ON__ - Problem handling test results: Problem storing results: Error writing metadata: 500 Timeout at /usr/lib/perfsonar/bin/../lib/

perfSONAR_PS/RegularTesting/Master/MeasurementArchiveChild.pm line 122.

2016/05/17 12:38:55 (9665) ERROR> MeasurementArchiveChild.pm:125 perfSONAR_PS::RegularTesting::Master::MeasurementArchiveChild::__AN

ON__ - Problem handling test results: Problem storing results: Error writing data: 500 Timeout at /usr/lib/perfsonar/bin/../lib/perf

SONAR_PS/RegularTesting/Master/MeasurementArchiveChild.pm line 122.

 

2016/05/17 12:38:57 (9668) ERROR> EsmondBase.pm:53 perfSONAR_PS::RegularTesting::MeasurementArchives::EsmondBase::__ANON__ - Error w

riting metadata (500) 500 Timeout

2016/05/17 12:38:57 (9668) ERROR> MeasurementArchiveChild.pm:209 perfSONAR_PS::RegularTesting::Master::MeasurementArchiveChild::hand

le_results - Problem storing results: Error writing metadata: 500 Timeout

2016/05/17 12:38:57 (9668) ERROR> MeasurementArchiveChild.pm:125 perfSONAR_PS::RegularTesting::Master::MeasurementArchiveChild::__AN

ON__ - Problem handling test results: Problem storing results: Error writing metadata: 500 Timeout at /usr/lib/perfsonar/bin/../lib/

perfSONAR_PS/RegularTesting/Master/MeasurementArchiveChild.pm line 122.

 

2016/05/17 12:38:58 (9673) ERROR> EsmondBase.pm:53 perfSONAR_PS::RegularTesting::MeasurementArchives::EsmondBase::__ANON__ - Error w

riting metadata (500) 500 Timeout

2016/05/17 12:38:58 (9673) ERROR> MeasurementArchiveChild.pm:209 perfSONAR_PS::RegularTesting::Master::MeasurementArchiveChild::hand

le_results - Problem storing results: Error writing metadata: 500 Timeout

2016/05/17 12:38:58 (9673) ERROR> MeasurementArchiveChild.pm:125 perfSONAR_PS::RegularTesting::Master::MeasurementArchiveChild::__AN

ON__ - Problem handling test results: Problem storing results: Error writing metadata: 500 Timeout at /usr/lib/perfsonar/bin/../lib/

perfSONAR_PS/RegularTesting/Master/MeasurementArchiveChild.pm line 122.

 

And then these, after the system returned to normal:

 

2016/05/17 12:39:52 (9787) WARN> regulartesting.pl:103 main::__ANON__ - Warned: Use of uninitialized value in concatenation (.) or s

tring at /usr/lib/perfsonar/bin/../lib/perfSONAR_PS/RegularTesting/MeasurementArchives/EsmondTraceroute.pm line 37.

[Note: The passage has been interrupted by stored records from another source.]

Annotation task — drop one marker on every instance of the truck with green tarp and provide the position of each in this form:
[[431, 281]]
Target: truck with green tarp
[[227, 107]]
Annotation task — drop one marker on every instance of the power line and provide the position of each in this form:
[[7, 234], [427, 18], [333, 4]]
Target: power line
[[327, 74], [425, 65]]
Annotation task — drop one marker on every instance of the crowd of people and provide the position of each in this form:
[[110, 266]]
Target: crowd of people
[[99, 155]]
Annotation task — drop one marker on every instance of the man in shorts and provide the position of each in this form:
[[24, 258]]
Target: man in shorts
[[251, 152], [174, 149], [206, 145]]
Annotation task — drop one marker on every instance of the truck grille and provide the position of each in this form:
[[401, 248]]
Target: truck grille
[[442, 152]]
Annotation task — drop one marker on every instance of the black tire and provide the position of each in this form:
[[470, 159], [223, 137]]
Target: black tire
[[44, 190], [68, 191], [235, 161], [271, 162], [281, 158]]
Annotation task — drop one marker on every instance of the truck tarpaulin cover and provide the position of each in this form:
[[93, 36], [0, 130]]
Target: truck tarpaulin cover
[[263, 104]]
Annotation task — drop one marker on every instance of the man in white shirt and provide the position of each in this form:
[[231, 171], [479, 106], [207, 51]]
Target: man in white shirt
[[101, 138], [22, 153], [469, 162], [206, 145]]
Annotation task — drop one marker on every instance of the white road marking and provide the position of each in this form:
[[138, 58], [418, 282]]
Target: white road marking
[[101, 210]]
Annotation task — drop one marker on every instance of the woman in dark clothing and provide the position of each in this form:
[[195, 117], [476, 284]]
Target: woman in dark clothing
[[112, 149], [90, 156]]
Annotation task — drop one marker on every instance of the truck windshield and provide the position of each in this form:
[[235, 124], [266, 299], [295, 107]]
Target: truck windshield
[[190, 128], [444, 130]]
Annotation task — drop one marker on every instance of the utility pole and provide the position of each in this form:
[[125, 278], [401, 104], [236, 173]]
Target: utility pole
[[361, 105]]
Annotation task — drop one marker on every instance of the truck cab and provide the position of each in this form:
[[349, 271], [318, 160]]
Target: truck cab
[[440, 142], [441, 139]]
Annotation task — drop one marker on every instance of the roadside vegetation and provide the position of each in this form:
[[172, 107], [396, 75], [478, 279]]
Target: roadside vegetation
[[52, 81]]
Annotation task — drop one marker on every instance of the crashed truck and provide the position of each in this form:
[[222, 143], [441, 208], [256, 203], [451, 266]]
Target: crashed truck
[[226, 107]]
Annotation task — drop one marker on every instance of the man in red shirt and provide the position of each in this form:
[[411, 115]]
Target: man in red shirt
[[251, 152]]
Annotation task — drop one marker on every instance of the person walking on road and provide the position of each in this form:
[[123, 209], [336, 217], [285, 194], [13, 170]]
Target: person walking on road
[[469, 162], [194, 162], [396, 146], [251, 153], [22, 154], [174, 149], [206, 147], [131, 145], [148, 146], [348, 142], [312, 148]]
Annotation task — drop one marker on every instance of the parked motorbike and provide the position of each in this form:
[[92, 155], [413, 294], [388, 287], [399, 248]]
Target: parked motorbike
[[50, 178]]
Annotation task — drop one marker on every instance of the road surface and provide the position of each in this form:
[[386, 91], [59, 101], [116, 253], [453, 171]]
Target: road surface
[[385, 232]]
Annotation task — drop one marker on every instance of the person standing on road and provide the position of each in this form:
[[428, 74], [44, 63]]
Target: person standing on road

2016/05/17 12:41:52 (10013) WARN> regulartesting.pl:103 main::__ANON__ - Warned: Use of uninitialized value in concatenation (.) or

string at /usr/lib/perfsonar/bin/../lib/perfSONAR_PS/RegularTesting/MeasurementArchives/EsmondTraceroute.pm line 37.

2016/05/17 12:42:13 (10060) WARN> regulartesting.pl:103 main::__ANON__ - Warned: Use of uninitialized value in concatenation (.) or

string at /usr/lib/perfsonar/bin/../lib/perfSONAR_PS/RegularTesting/MeasurementArchives/EsmondTraceroute.pm line 37.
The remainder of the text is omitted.